Programming and feeding the beast

I know what you're thinking. All these performance-packed pipelines are impressive, but peak numbers are so often misleading. All that horsepower is just for show, unless the thing can be programmed effectively, the data can be parallelized efficiently, and the streams can be loaded quick enough to feed all those ALUs and stored quick enough not to back up the pipeline. And while a VLIW-driven datapath can certainly hike up the peak numbers, filling the execution slots places a burden on a clever, efficient compiler.

Having implemented stream processing not only on their own designs but GPUs as well, Stream Processor personnel were no doubt keenly aware that clean, efficient programming and code portability was critical. The Stream Processing architecture is all about making parallel-processing simpler and more readily accessible, and what could be cleaner than the company's choice to make the system fully software programmable in C?

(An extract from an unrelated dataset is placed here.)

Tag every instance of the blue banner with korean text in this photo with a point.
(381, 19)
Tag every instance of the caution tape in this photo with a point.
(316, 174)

The Storm-1 includes not one but two MIPS cores, one for handling I/O and running the OS (Linux), and a 2nd (with minimal RTOS) to execute application threads and issue kernel commands to the VLIW-based DPU operating on the stream data. Also keeping things cleaner, while the VLIW-based DPU is the work-horse, it isn't the target of developer's code. SPI's compiler produces the VLIW-code, and it appears by leveraging its own hand-tuned code library.

To ensure the DPU isn't starved for input stream data, nor backed up with output streams waiting to be written, the Stream Processor architecture is based on explicit stream load and stores, rather than demand-based (or prediction-based) fetching through caches. The company claims an aggregate 10.7 GB/s capacity to/from memory via dual 64-bit DDR2 interfaces.

So how well does clean code, lane-based parallelism and high-capacity memory interface manage in the most important goal of keeping as many of the 80 32-bit ALU slots filled? Performing typical video codec transforms and filters, SPI quotes ALU utilization in the 80%+ range for inner-loop processing. Assuming time spent in outer-loops, setup and overhead processing is low, SPI engineers have achieved numbers that would make a lot of designers envious.

Click for a bigger version

A standard cell implementation in TSMC's 130 nm low-voltage process, Storm-1's frequency is rated at 800 MHz. According to company disclosures, the full Storm-1 SoC contains 34 million transistors, including 896 pins of I/O (not the least of which are 9 SD or 6 HD video ports). The company has a complete Storm-1 evaluation board available now.